A handful of activists, including here in Virginia, have been raising the alarm in conservative circles about Agenda 21, a plan of action adopted by the 1992 United Nations Conference on Environment and Development calling upon governments at all levels to support sustainable development. Conspiratorial-minded anti-Agenda 21 activists have conflated all local “smart growth” movements, regardless of philosophical stripe, with the  social-engineering approach of Agenda 21. They have made it difficult to have an intelligent conversation in some conservative circles about land use issues.

“If opponents focus excessively on Agenda 21,” write the Heritage scholars in a gentle reproach, “it is much more likely that homegrown smart-growth policies that undermine the quality of life, personal choice, and property rights in American communities will be implemented by local, state, and federal authorities at the behest of environmental groups and other vested interests. Preventing American implementation of Agenda 21 should therefore be viewed as only one part of a broader effort to convince U.S. government officials to repeal destructive smart-growth programs and prevent the enactment of new ones.”

It’s good to see conservative scholars try to rein in the anti-Agenda 21 zealots, who only muddy issues relating to transportation, land use and growth management. The zealots have thrived, I believe, because most Tea Partiers are new to politics and public policy, know next to nothing about how transportation and land use decisions are made and find the conspiratorial Agenda 21 narrative to be vaguely plausible, while responsible critics of smart growth have, until now, retained an embarrassed silence for fear of offending conservative constituencies.

So, I applaud the Heritage trio for writing the paper. However, I do have to take issue with the paper’s underlying assumption that everyone within the broader smart growth movement, from Greenpeace to New Urbanists, favors the mobilization of government power to impose a vision of squeezing Americans into compact communities and taking away their cars. Without question, more radical elements of the smart growth movement would happily trample on property rights and individual liberties in pursuit of their utopian ideal. But many do not. The fact is, “smart growth” encompasses a wide spectrum of views.

More to the point for this blog, the organizations promoting “smart growth” in Virginia are not big-government liberals who seek to bludgeon Virginians into being environmentally virtuous. Over the years, I’ve spent a lot of time hob-nobbing with the Coalition for Smarter Growth, the Southern Environmental Law Center, the Piedmont Environmental Council (a Bacon’s Rebellion sponsor), the Virginia Conservation League and others, and I can say with total confidence that (1) they are not taking their marching orders from the United Nations and (2) many would disagree with Agenda 21 on many of the particulars.

Indeed, I would classify myself a member of the smart growth parade, though I’m certainly not representative of the mainstream. I have devoted this blog to showing how the application of the principles of free markets, fiscal conservatism and respect for property rights can be reconciled with smart growth ideas. I find considerable overlap in my thinking and that of many smart growth activists in Virginia.

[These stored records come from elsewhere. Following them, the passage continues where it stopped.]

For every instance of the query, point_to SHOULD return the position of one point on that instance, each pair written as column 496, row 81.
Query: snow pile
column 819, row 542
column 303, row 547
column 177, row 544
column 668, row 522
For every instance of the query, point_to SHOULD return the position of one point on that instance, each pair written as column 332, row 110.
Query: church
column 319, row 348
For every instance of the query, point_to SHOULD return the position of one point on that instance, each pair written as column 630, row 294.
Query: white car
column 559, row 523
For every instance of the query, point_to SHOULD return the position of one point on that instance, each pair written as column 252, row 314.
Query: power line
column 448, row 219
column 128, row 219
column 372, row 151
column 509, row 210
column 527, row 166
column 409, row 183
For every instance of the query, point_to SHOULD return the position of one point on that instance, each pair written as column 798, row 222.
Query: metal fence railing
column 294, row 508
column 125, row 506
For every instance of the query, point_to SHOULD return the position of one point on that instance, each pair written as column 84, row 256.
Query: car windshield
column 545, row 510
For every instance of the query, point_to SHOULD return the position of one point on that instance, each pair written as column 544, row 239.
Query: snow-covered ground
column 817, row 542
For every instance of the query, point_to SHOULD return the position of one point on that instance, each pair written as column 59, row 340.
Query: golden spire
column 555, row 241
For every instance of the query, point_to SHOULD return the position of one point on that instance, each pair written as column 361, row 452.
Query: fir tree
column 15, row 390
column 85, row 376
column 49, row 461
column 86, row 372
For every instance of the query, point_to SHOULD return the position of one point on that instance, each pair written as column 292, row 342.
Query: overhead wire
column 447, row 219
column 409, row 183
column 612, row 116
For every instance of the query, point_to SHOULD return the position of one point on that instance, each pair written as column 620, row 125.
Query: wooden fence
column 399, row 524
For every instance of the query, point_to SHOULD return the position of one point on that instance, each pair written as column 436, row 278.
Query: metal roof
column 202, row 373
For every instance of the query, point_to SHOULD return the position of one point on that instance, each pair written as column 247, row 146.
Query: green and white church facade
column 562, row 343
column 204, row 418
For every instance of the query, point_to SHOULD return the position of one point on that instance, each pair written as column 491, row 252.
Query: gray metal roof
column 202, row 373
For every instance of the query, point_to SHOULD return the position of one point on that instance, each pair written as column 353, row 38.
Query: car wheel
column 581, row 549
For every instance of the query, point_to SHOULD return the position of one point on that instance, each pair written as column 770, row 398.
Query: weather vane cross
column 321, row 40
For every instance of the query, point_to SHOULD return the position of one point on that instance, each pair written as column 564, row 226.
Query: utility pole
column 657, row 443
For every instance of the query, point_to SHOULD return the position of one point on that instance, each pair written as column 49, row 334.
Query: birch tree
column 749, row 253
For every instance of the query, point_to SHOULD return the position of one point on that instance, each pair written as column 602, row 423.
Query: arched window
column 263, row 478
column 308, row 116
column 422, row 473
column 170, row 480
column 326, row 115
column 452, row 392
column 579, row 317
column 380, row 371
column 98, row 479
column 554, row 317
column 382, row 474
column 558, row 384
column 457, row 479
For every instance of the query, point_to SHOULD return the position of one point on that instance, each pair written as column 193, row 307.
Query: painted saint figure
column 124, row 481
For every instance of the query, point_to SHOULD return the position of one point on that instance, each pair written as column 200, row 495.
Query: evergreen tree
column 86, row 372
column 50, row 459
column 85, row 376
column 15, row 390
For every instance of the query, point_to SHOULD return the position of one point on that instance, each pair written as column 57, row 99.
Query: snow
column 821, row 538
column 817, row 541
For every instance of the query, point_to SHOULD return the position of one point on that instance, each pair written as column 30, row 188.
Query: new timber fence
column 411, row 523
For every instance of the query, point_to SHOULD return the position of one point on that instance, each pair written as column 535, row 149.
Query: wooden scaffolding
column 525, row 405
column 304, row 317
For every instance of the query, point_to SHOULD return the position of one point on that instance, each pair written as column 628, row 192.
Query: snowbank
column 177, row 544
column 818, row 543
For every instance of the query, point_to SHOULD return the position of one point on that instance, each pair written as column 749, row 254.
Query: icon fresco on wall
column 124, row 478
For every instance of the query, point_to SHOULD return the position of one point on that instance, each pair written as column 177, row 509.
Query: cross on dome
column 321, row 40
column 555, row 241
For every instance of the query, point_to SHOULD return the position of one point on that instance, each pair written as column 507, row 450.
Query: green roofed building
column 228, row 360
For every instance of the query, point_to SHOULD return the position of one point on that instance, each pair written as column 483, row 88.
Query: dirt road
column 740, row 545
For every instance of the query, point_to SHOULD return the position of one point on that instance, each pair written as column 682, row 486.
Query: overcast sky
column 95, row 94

Tea Party activists in Virginia need to switch their focus from the Agenda 21 boogie man to understanding the way growth and development issues play out in the real world. There is no such thing as a “free market” in real estate development. Land use is more heavily regulated (by zoning codes and comprehensive plans) and subsidized (through transportation policies,  infrastructure funding, housing subsidies) than almost any other sector of the American economy. Only the education and health care sectors, also known for being dysfunctional, are worse. Politics in the statehouse and the courthouse have been dominated for years by business interests seeking to manipulate the system to their advantage, stymied mainly by anti-growth (not smart growth) populists who make things worse by adding layers of heavy-handed and arbitrary restrictions.

Many of the smart growth supporters I talk to in Virginia view themselves as fiscal conservatives. They oppose wasting money on extravagant highway projects that enrich land speculators and developers. (Some, I’ll concede, fail to show the same skepticism regarding extravagant rail projects that also enrich land speculators and developers.) The thinking of the smart growth movement has evolved far beyond that of the old anti-growth populists. Virginia smart growthers (smarties?) do preach a vision of creating more compact, walkable communities with access to mass transit shared by all smart growthers (and Agenda 21) but they are more inclined to convert people through positive examples of successful development than to ram their ideas down the throats of a reluctant populace.

Be that as it may, I am hopeful that the Heritage broadside signals the marginalization of the anti-Agenda 21 conspiracy mongers in conservative circles and a revival of intelligent debate over how to handle complex issues relating to growth and development.